Enfin, parmi les nombreux griefs, figurent les importations agricoles en forte hausse, notamment celles en provenance de l’Ukraine. En effet, pour soutenir l’économie ukrainienne en temps de guerre, l’Europe a facilité l’importation de produits ukrainiens, notamment la volaille et le sucre. Cet afflux supplémentaire de marchandises fragilise l’agriculture française, selon les acteurs de la filière.

« On a signé un accord de libre-échange avec l’Ukraine en 2015 et là, on accélère son application, avec notamment un démantèlement total des droits de douane qui étaient appliqués sur des produits ukrainiens », détaille Thierry Pouch, économiste aux Chambres d’agriculture de France. « Donc, ce surcroît important d’importations pénalise économiquement les agriculteurs français. »

agriculteurs français
Après de premières actions menées dans le Cantal ce mardi, c'est au tour du Puy-de-Dôme de se mobiliser dès ce mercredi 24 janvier au matin © Jérémie FULLERINGER

La taxe sur le gazole non routier

Parmi ces mesures, il en est deux qui figurent en haut de la liste : limiter la hausse du gazole non-routier, le GNR, qui ne fait plus l’objet d’une exonération fiscale depuis le 1er janvier 2024 et pèse lourd sur le quotidien des agriculteurs. « On ne peut pas prévoir des hausses de gasoil dans la situation économique catastrophique dans laquelle nous sommes », insiste Christophe Rieunau. 

L’amélioration des revenus des agriculteurs passe aussi par une diminution de certaines charges. Déjà touchés par la grippe aviaire, cette fois les éleveurs bovins doivent faire face aux frais de vétérinaire liés à la maladie hémorragique épizootique. Ils demandent à l’Etat une partie de leur prise en charge. 

Le poids des normes

Les syndicats agricoles dénoncent la lenteur du gouvernement à mettre en œuvre la « simplification » administrative promise. Moins de normes, c’est aussi ce que réclament les agriculteurs tarnais,  » pour pouvoir continuer à produire sur du long terme ». « Les agriculteurs qui nous appellent ne savent même plus ce qu’ils ont le droit de faire ou non » et ne se sentent  » pas accompagnés comme il le faut face aux défis climatiques, géopolitiques et sanitaires », a déclaré à l’AFP Véronique Le Floc’h, présidente de la Coordination rurale, 2e syndicat agricole.
Donnant l’exemple des haies, Arnaud Rousseau a expliqué à l’AFP: « Pourquoi les agriculteurs n’en font pas ? Parce qu’il y a 14 textes réglementaires« , alors même que chacun reconnaît les vertus de la haie contre l’érosion, pour la biodiversité, etc. 
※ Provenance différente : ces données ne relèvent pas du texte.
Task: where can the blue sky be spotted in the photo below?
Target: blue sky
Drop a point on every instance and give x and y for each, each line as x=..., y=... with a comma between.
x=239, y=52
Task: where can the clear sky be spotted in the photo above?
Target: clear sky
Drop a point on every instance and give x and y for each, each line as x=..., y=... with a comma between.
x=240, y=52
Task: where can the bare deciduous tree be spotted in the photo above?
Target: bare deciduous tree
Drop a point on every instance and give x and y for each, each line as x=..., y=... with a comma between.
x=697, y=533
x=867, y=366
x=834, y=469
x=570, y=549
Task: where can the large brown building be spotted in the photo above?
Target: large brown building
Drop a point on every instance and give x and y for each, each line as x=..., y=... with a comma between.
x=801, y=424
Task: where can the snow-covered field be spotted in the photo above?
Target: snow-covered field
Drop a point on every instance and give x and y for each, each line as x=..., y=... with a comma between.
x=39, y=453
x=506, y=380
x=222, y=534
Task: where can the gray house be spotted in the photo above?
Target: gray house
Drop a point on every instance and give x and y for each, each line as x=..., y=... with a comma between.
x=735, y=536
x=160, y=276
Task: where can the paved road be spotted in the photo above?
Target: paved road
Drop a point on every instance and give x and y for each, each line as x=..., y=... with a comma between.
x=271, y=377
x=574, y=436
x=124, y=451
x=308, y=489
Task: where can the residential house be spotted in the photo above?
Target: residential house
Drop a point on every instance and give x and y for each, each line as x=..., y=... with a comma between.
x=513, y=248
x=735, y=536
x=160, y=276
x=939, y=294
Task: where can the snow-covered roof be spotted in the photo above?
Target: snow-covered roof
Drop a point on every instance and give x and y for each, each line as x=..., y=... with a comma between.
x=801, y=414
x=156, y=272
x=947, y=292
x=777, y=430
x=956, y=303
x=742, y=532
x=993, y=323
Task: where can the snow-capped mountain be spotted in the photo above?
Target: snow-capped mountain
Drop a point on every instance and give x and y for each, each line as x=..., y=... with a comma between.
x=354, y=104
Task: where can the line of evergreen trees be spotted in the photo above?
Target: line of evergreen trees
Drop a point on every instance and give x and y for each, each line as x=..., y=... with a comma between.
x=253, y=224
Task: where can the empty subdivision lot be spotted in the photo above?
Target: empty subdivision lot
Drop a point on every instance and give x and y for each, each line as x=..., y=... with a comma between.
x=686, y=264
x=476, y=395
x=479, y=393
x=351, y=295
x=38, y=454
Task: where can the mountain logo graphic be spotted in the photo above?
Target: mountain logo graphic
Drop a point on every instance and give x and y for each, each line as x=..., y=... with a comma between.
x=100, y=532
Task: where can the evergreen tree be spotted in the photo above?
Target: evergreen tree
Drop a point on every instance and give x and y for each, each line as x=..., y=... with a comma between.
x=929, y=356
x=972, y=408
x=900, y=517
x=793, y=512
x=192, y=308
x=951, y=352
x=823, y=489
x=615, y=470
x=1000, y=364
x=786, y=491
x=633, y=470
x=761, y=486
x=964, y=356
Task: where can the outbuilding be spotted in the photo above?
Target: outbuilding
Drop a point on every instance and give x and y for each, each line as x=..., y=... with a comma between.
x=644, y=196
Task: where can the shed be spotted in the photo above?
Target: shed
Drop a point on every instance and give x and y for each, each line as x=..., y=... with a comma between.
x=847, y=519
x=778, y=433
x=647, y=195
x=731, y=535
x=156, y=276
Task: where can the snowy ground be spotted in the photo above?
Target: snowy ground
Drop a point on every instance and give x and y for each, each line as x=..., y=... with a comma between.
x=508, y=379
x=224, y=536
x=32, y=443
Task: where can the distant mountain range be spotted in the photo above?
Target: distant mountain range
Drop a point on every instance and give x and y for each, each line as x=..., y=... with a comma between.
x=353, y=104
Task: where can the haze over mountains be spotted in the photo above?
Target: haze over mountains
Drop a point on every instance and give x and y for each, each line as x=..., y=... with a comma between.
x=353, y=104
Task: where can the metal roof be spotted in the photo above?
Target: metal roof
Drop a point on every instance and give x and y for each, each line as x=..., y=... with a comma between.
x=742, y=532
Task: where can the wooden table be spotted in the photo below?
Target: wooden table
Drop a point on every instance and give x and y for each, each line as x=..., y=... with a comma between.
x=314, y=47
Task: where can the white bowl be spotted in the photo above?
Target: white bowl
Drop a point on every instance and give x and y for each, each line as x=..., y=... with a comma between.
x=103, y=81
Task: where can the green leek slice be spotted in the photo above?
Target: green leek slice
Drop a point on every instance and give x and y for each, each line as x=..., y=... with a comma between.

Ces contraintes, auxquelles s’ajoutent des indemnisations jugées « trop tardives » pour des filières en crise (viticulture, élevage), ruinent « l’attractivité » dont le secteur a besoin pour renouveler ses chefs d’exploitation vieillissants.

Un autre problème porte sur la surtransposition des normes européennes par le Parlement français. Un agriculteur polonais dispose de 450 molécules dans son catalogue [réglementation européenne], pour lutter contre les maladies ou les ravageurs. Un Français n’en dispose plus que de 300 du fait des normes supplémentaires exigées par les députés français, les rendant de fait moins concurrentiel que leurs voisins européens. 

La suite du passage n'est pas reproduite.